You may then decide to sell a proportion at harvest, a further quantity for November movement (as offered) and the balance in, say, February.
If, for instance, you anticipate a harvest of 1,200t, you might plan that one-third (400t) is sold for harvest, one-third for November and the balance the following year.
From this a strategy for selling each block can be agreed – so perhaps three units, or consignments of 116t (four loads). In this way you could accept the offer price of £160/t for part of the harvest.
There is of course the ability to secure against the price falling through the use of grain futures. This is a hedging mechanism. In this way you can agree to sell the crop to the merchant at a price to be determined at the time.
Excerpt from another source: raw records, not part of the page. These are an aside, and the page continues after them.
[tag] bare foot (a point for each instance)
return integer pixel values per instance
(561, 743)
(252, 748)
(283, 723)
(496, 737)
Without hedging, you are open to the risk of market price changes. By taking out the futures contract, you are locking into the quoted futures contract price at the time of the agreement.
There is a cost to taking out the hedge, so this has to be taken into account to identify the net price achievable.
There may be a greater advantage to you taking out a futures contract for the 2019 harvest. We will have left the EU by then and be midway through the proposed transition period.
We do not know how the negotiations will proceed and therefore have no idea of the relative value of sterling, which is a key factor in grain prices.
In addition, fertiliser prices are some 20-25% higher than at this time last year and fuel prices have also risen; it is likely that seed and agrochemical prices will also rise. Therefore the cost of growing the crop is likely to be more than the cost of the current crop. Based on this, can you take the risk of grain prices falling?
Every business needs to identify its own costs of production, but locking into a November 2019 price should ensure there is a positive margin.